Faccio un esempio concreto: qualche anno fa c’è stata la corsa ai Data Scientist all’interno delle aziende, che ha portato a fare esplodere il mercato, con la conseguenza che è stato quasi impossibile trovare questa tipologia di figure. 

Secondo me, il Dojo e altri approcci simili che sviluppano le potenzialità nascoste delle persone possono permetterti di anticipare i competitor, piuttosto che rincorrerli. Concludo con un altro esempio: se in futuro ci sarà la corsa ai prompt engineer, magari nel frattempo noi lo avremo già individuato in-house e sapremo a chi rivolgerci.

Return on Impact: quando il valore di un progetto supera i numeri

D. Recentemente, insieme a Daniele Cerra e Matteo Ordanini di Logotel avete portato il caso Dojo-Italgas sul palco della AI WEEK. E in quell’occasione hai utilizzato un termine: più che un Return on investment, con il Dojo senti di aver ottenuto un Return on impact.

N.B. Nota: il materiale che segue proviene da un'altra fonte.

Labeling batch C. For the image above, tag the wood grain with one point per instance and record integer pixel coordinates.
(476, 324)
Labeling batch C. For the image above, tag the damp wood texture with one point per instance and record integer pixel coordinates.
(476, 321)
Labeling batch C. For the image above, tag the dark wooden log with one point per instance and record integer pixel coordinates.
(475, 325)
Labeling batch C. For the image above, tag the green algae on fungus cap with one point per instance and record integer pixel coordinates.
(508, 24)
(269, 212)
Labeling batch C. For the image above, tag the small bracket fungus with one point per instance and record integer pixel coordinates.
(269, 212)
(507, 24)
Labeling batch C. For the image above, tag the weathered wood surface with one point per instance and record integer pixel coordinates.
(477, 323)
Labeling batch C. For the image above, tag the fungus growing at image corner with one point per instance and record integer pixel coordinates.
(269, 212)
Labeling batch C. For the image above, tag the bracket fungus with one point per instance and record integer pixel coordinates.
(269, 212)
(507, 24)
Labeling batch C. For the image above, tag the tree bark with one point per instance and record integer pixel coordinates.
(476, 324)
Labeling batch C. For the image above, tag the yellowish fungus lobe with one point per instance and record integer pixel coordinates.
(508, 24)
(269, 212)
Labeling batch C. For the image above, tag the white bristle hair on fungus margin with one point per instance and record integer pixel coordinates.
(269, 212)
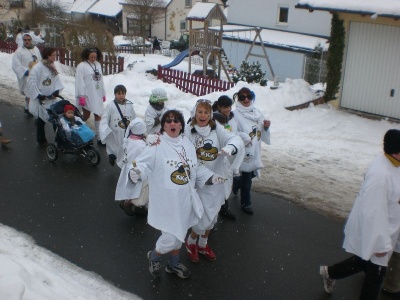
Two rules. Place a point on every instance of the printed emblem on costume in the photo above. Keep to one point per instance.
(207, 152)
(46, 82)
(179, 176)
(255, 132)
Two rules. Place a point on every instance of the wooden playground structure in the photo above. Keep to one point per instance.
(208, 41)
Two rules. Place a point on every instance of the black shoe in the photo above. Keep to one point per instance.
(225, 212)
(140, 210)
(111, 159)
(127, 208)
(248, 210)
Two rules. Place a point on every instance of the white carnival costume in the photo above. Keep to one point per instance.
(112, 127)
(89, 84)
(209, 143)
(42, 81)
(166, 166)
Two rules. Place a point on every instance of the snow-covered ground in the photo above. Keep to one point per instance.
(317, 159)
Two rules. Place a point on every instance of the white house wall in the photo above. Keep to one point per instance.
(286, 64)
(264, 13)
(371, 70)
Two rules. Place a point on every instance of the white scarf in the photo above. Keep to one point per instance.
(249, 112)
(204, 131)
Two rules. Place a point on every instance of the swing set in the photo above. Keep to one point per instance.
(208, 41)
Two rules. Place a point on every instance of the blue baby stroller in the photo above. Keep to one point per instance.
(74, 144)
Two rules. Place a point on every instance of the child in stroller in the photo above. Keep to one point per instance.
(73, 136)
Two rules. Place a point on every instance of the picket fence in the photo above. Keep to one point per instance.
(191, 83)
(110, 64)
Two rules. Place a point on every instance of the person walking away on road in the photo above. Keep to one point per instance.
(133, 198)
(253, 128)
(212, 143)
(223, 115)
(156, 108)
(3, 140)
(90, 92)
(24, 58)
(173, 171)
(373, 225)
(113, 124)
(43, 88)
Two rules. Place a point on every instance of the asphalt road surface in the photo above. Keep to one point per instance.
(68, 207)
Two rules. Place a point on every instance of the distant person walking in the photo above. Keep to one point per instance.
(372, 228)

Cosa significa?

R. Nel campo delle iniziative legate all’intelligenza artificiale generativa, il ROI tradizionale è a volte difficile da quantificare. D’altro canto, l’impatto che hanno iniziative come il Dojo sulla quotidianità è molto più importante, perché ti insegnano a pensare in maniera diversa, sviluppano il lateral thinking, cambiano il modo di lavorare delle persone.

Anche se nel Dojo ci sono kpi tradizionali di misurazione, numerici, spesso sono i kpi non numerici che ti sorprendono di più. Ad esempio, un collega che si occupa di AI attraverso ciò che sta emergendo dalla community sta ottenendo informazioni utilissime sulla direzione da seguire per gli sviluppi successivi. Questo è un Kpi più difficile da quantificare, ma di maggior valore rispetto a un Kpi standard come le ore di formazione svolte.

Il Dojo come palestra permanente per l’evoluzione tecnologica

D. Come è stato accolto il Dojo internamente, dalle persone che vi hanno partecipato?  

R. È stato accolto molto positivamente, perché appunto abbatte il timore e la paura legati all’intelligenza artificiale. C’è una sorta di paradosso con l’AI, perché a volte capita che delle persone si debbano riunire per disegnare come l’intelligenza artificiale potrà stravolgere il loro lavoro. Col Dojo riesci a farlo in maniera molto giocosa, facendo capire tutto ciò che c’è di buono dietro una tecnologia così disruptive come l’intelligenza artificiale.

D. Come potrebbe evolversi il progetto?

R. Mi piace immaginare il Dojo come una palestra sempre disponibile per accompagnare l’evoluzione continua nell’ambito della tecnologia, perché è un ottimo modo per veicolare le novità, ti dà una mano a diffondere in maniera sempre più ampia le innovazioni o i diversi utilizzi di determinate applicazioni e strumenti.